The skit was sponsored by vaccine maker Moderna Inc., one of a
number of direct-to-consumer advertisements paid for by
pharmaceutical companies aimed at hesitancy and lack of awareness
toward vaccines and drugs for Covid-19.
Vaccine maker Pfizer Inc. has made ads featuring people spending
time with loved ones that conclude by asking " Why will you get
vaccinated?" Regeneron Pharmaceuticals Inc., maker of a monoclonal
antibody drug treatment, recently began running ads on television,
radio and social media. Eli Lilly & Co., maker of a rival
antibody therapy, has ads on social media and search engines
targeted at people in areas with high infection rates.
Moderna's consumer outreach is primarily focused on digital
advertising, says the company, including the sponsorship of online
video discussions on a news website focused on historically Black
colleges and universities.
The advertising isn't typical for pharmaceutical companies.

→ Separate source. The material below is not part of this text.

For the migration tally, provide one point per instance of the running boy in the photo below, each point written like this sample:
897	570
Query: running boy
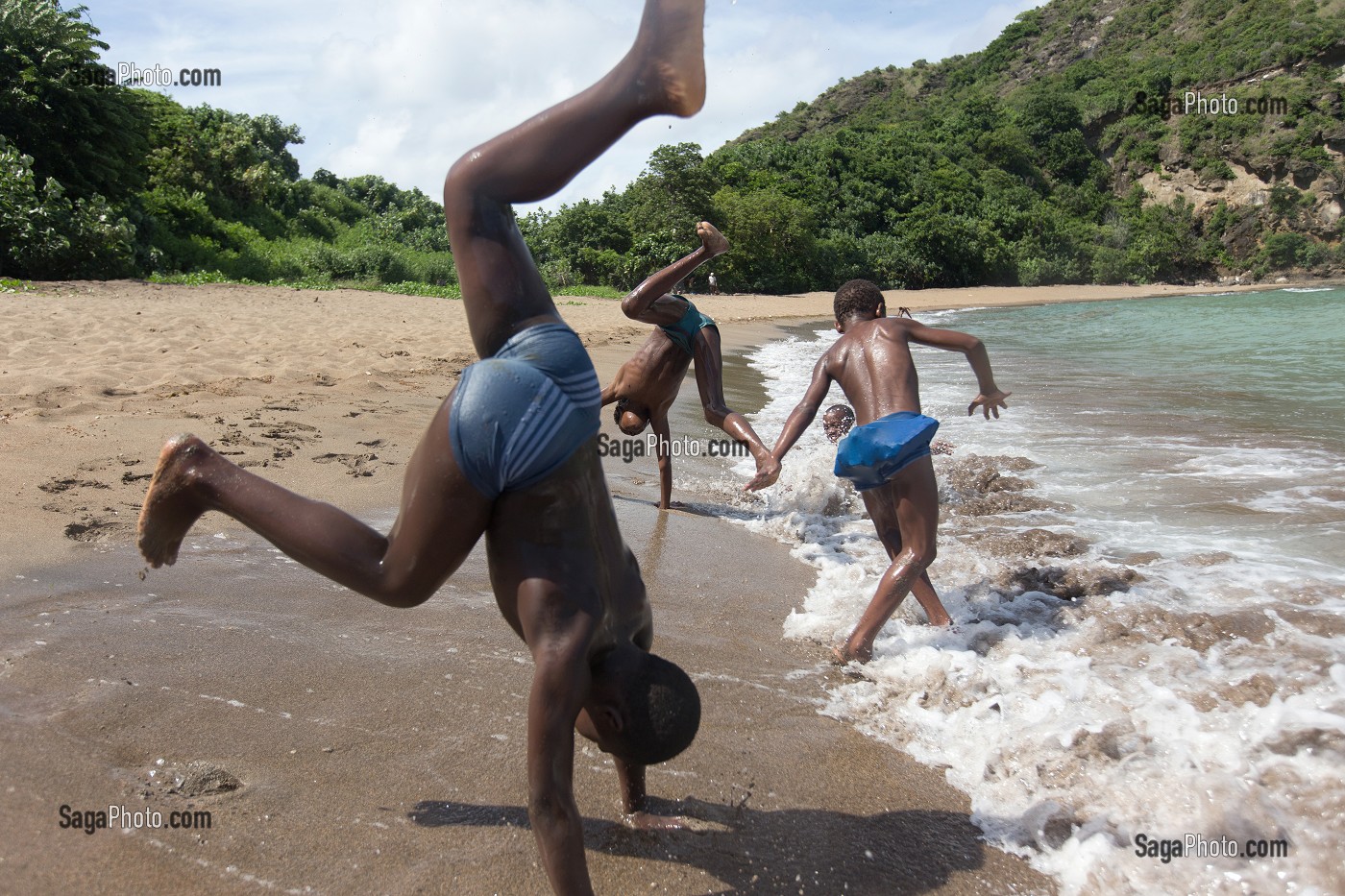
887	455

Unlike most drug promotions, the ads aren't aimed at gaining a leg
up on competitors or boosting sales in the next quarter, the
companies said. The goal is to persuade Americans to use
potentially lifesaving products that are already bought and paid
for by the U.S. government and provided free to consumers.
The campaigns more closely resemble those for launches of new
drugs for diseases with few or subpar treatment options, such as
the unbranded disease-awareness campaigns that hepatitis C
drugmakers sponsored in the 2010s urging people to get tested for
the liver disease. Except that with Covid-19, the window for
reaching consumers is smaller, says Kristen Eisterhold, Eli Lilly
& Co.'s marketing director for Covid-19 antibody treatments,
because of the urgency to control the pandemic.

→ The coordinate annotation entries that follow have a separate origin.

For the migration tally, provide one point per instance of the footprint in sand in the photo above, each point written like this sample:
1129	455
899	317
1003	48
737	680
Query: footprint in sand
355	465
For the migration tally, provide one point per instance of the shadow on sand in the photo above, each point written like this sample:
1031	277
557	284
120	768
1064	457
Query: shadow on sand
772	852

"Oftentimes in healthcare, it takes months, years, and sometimes
even decades to create awareness," says Ms. Eisterhold. "Our
challenge really was how do you as quickly as possible establish
broad awareness with healthcare providers and consumers that these
treatment options exist."
The ads don't mention products by name, in part because of
marketing restrictions imposed by the emergency-use authorizations
granted by the Food and Drug Administration. Instead, the ads refer
to broader categorizations such as "monoclonal antibodies" or "mRNA
vaccines."
Vaccine makers are trying to reach the roughly one-third of
Americans who are reluctant to get vaccinated, according to the
most recent opinion polling from the Kaiser Family Foundation. Some
15% of people polled by Kaiser in April said they want to "wait and
see" before being vaccinated, and 19% said they would definitely
not get vaccinated or would do so only if required.
Regeneron and Lilly say they are trying to raise awareness that
their drugs are available to recently diagnosed people at risk of
developing severe cases. In clinical trials, the drugs helped
reduce hospitalizations or death by 70% compared with placebos.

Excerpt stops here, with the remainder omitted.